Here I am a-sitting up in the old spot; there’s the theayter in the back-yard, with the green baize and the front up here on account o’ the rain. There you are you see, turn him round. There’s a given up to the calls o’ the time. “Temple of Arts” you see on the top, in a ribbon, with Punch holdin’ on wun side and comical Joey holding on t’other. There’s the strap and box, if you’ll open it, and there’s the pipes on the chimbly-piece. There’s everything complete but the drum, and that we was obliged to lend to the ’Lastic Brothers, for theirs is lent, uncle you know, and Jem Brown, one on ’em, says he lost the ticket, though it looks werry suspicious.

But, now, just open that box, and lay ’em out one at a time on the table, and you’ll just see as it ain’t our fault as we don’t get on. An’ take that ere fust. ’Tain’t no business there, but it’s got atop somehow. That’s the gallus that is, and I allus would have as galluses ought to be twiste as big, but Bill Bowke, my pardner, he says as it’s right enough, and so I wouldn’t alter. Now there you are! Look at that, now! There’s a Punch! Why, it’s enough to bring tears in yer eyes to see how public taste’s fell off. There was four coats o’ paint put on him, besides the touchins up and finishins, and at a time, too, when browns were that scarce it was dreadful. There, pull ’em out, sir; I ain’t ashamed o’ the set, and hard-up as I am at this werry moment, I wouldn’t take two pound for ’em. There, now. Pull ’em out. That’s Joe, and he’s got his legs somehow in the beadle’s pocket. Quite nat’ral, ain’t it? just as if he was a rum ’un ’stead of only being a doll, you know. That’s the kid as you’ve dropped. That ain’t much account, that ain’t; for you see babies never does have any ’spression on their faces, and anything does to be chucked outer window; and the crowd often treads on it, bless you. There’s a Judy, too; only wants a new frill a-tacking on her head for a cap, and she’s about the best on the boards, I’ll bet. You see I cared ’em myself, and give the whole of my mind to it, so as the faces might look nat’ral and taking. Mind his wig, sir. Ah! that wants a bit o’ glue, that does, and a touch o’ black paint. You see that’s the furrin gentleman as says nothin’ but “Shallabala,” and a good deal o’ the back of his head’s knocked off. There you are, you see, bright colours, good wigs, and nicely dressed. That’s the ghost. Looks thin? well, in course, sperrets ain’t ’sposed to be fat. Head shrunk? Well, ’nuff to make it. That’s Jack Ketch; and that’s the coffin; and that’s the devil. We don’t allus bring him out, and keeps the ghost in the box sometimes, according to the company as we gets in. Out in the streets the people likes to see it all; not as they often do, for we generally gets about half through, and then drops it, pretending we can’t get coppers enough to play it out, when the real thing is as the people’s sucked dry, and won’t tip any more, or we’d keep it up; but in the squares and gentlemen’s gardings it ain’t considered right for the children, so we gives the play in a mutilated form, don’t you see.
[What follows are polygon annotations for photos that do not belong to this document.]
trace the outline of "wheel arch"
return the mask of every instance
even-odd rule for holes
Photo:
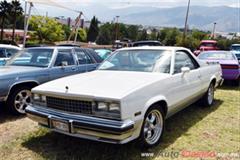
[[[29,80],[29,81],[21,81],[21,82],[16,82],[14,84],[11,85],[9,91],[8,91],[8,95],[7,95],[7,98],[9,97],[9,95],[11,94],[11,92],[17,88],[17,87],[20,87],[20,86],[28,86],[28,87],[36,87],[39,85],[39,82],[35,81],[35,80]]]
[[[159,96],[159,97],[150,99],[145,105],[144,112],[143,112],[144,115],[151,107],[156,105],[163,109],[164,117],[166,117],[168,114],[168,103],[167,103],[167,99],[164,96]]]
Now that’s the lot, don’t you see, sir, and if you wouldn’t mind putting the box on this chair by the bedside, and shoving the table up close, I’ll put ’em all back careful myself, for lying sick here one don’t get much amusement. Ain’t got even Toby here, which being a dawg warn’t much company, yet he was some, though his name warn’t Toby but Spice. Nice dawg he was, though any training warn’t no good; he was a free child o’ natur, and when his time came for the play he would bite the wrong noses and at the wrong times. The wust of it was too, that he would bolt, I don’t mean swaller, but go a-running off arter other dawgs, and getting his frill torn as bad as his ears, and I never did see a raggeder pair o’ ears than he had nowheres – torn amost to ribbons they was. We lost him at last, though I never knowed how, but a ’spicion crossed my mind one day when Bill my pardner was eating a small German, and it was close by the factory as we missed him; and though Bill said I was a duffer and spoilt his dinner, I allus stuck to it, and allus will, as there was the smell of Spice in that ere sassage.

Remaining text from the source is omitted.